A era de peixes é uma era de espelhos, diz Eleanor Catton – aquela escritora mais nova que eu e você e que já ganhou um Man Booker Prize – na nota ao leitor de seu The Luminaries. Li na crônica de uma pessoa muito mal humorada que, andando por Parati com sacolinhas de artesanato nas mãos e um vestidinho sem graça, ela nem parecia tudo isso – parecia uma garota “normal”. É incrível como as pessoas projetam. Temos tantas versões de nós quantas redes sociais possuímos. A identidade é uma performance constante na era da internet (uma era de espelhos é, por excelência, uma era virtual), e eu acho isso ótimo. Triste quem não sabe tirar proveito da situação. Na verdade não deveríamos nem precisar da internet. Moda pra mim é isso: acordar um personagem diferente por dia: vestir a nerd, a pesquisadora, a adolescente rebelde e a fashionista blasé dependendo de como está o tempo lá fora e o barulho aqui dentro. Já disse por aí que sou viciada em espelhos. Talvez seja uma obsessão teórica, talvez eu tenha lido pós-modernistas demais, talvez eu seja pisciana demais.

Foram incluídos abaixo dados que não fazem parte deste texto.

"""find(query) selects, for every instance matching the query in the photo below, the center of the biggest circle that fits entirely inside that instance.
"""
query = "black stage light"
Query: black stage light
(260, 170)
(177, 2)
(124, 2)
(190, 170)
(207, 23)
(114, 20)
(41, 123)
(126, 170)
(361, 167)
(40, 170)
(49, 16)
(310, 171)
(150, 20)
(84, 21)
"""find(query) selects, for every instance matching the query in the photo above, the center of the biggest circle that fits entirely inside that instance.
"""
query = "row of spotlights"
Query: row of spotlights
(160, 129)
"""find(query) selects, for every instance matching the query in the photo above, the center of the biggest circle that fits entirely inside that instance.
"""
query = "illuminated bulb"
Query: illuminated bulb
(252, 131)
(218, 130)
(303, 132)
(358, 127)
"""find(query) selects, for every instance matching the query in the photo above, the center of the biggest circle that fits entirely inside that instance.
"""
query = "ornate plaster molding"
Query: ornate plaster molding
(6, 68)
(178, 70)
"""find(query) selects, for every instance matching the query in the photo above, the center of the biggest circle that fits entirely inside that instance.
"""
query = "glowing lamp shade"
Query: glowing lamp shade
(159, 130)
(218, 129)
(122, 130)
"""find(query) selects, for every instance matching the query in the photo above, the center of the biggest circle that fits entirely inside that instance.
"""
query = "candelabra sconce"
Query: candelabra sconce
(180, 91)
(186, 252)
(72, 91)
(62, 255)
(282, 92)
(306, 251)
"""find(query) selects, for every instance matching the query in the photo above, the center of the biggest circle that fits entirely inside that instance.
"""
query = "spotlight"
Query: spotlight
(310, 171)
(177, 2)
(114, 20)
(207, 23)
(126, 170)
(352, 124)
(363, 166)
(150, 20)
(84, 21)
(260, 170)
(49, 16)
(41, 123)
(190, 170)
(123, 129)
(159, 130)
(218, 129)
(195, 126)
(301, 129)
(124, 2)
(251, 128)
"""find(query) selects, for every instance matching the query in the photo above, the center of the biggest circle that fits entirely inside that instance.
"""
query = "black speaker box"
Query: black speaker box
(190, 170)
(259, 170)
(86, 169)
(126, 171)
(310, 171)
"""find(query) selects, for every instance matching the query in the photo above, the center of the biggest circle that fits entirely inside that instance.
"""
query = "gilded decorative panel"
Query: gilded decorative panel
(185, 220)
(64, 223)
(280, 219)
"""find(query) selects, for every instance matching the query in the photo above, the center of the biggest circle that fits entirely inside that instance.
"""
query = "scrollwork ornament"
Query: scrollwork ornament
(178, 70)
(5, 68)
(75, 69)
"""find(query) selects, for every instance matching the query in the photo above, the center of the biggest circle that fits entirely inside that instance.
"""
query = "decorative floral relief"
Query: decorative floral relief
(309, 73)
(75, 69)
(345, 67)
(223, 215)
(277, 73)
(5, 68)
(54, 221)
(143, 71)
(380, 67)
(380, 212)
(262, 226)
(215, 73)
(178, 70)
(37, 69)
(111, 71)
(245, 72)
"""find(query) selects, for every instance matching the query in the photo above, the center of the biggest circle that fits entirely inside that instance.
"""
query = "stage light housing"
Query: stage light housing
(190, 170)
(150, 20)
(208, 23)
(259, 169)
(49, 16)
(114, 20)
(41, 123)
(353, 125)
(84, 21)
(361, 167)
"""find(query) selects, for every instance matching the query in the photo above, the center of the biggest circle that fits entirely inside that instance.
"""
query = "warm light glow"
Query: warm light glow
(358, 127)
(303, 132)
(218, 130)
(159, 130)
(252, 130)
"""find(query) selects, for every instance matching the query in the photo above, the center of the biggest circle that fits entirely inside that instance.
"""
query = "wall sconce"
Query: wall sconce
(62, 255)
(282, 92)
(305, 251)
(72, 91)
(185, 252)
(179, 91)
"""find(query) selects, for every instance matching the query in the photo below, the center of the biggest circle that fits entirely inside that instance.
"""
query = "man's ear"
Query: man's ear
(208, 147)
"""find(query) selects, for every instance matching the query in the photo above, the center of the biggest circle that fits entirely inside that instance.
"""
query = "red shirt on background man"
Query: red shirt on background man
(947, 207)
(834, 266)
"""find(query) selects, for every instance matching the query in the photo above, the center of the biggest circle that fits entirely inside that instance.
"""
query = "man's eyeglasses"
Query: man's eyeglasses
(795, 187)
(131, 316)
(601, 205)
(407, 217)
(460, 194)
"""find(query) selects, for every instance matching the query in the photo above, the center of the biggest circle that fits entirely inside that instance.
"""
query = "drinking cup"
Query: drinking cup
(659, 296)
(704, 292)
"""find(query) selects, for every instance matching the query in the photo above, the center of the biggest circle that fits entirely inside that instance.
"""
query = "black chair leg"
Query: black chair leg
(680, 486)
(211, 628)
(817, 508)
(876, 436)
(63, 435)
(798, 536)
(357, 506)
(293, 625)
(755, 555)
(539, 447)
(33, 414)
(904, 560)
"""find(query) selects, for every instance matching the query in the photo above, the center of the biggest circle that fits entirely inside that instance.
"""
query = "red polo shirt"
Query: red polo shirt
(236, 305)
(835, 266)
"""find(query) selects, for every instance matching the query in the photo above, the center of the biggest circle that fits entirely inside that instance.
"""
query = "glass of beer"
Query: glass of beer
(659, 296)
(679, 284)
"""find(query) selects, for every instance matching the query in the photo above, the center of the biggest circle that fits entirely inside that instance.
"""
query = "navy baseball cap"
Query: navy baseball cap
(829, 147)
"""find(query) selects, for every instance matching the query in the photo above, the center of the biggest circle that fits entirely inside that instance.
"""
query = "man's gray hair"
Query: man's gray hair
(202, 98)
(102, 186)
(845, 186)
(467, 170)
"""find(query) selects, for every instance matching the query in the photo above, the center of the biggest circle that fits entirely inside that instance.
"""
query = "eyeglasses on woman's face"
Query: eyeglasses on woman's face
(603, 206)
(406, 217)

Mas é que as cidades demandam isso de mim. De você não? O Rio me ensinou a gostar de jeans e rasteiras, Londres me exigiu botas, muitas botas. É possível sair à noite em Paris sem prender o cabelo e passar batom vermelho? Em Providence eu aprendi a ser uma universitária básica, de keds, camiseta branca, calça jeans e mochila. Ano passado, na Costa Amalfitana, eu só queria sair com vestidos esvoaçantes. Mês que vem prometo que vou usar um fedora pela primeira vez, sem vergonha, linda e imponente em NY. Depois, em LA, assistirei a um pôr do sol de short jeans, bata branca, tênis de skatista e óculos redondinhos.

Em cada uma dessas ocasiões estarei fantasiando um futuro diferente, sonhando com um amor diferente, mudando o final do livro que eu não termino de escrever nunca. Talvez eu sofra um pouco com esse excesso de espelhos, de caminhos e identidades possíveis. Estou aqui enumerando todas as ocasiões em que o espelho é considerado uma ferramenta fatal: Narciso morreu encantado com seu reflexo, Medusa virou pedra, o peixe Beta bate a cabeça no aquário até morrer se for confrontado com a própria imagem. O Espelho de Osejed (estou citando Harry Potter, lidem com isso), que reflete os seus desejos mais profundos, acaba invariavelmente te viciando, te deprimindo ou te enlouquecendo.

Ainda assim, Eleanor está certa: vivemos numa era de espelhos, de duplos. E, apesar de todas as tentações e armadilhas, nunca fomos tão livres pra viver nossos personagens.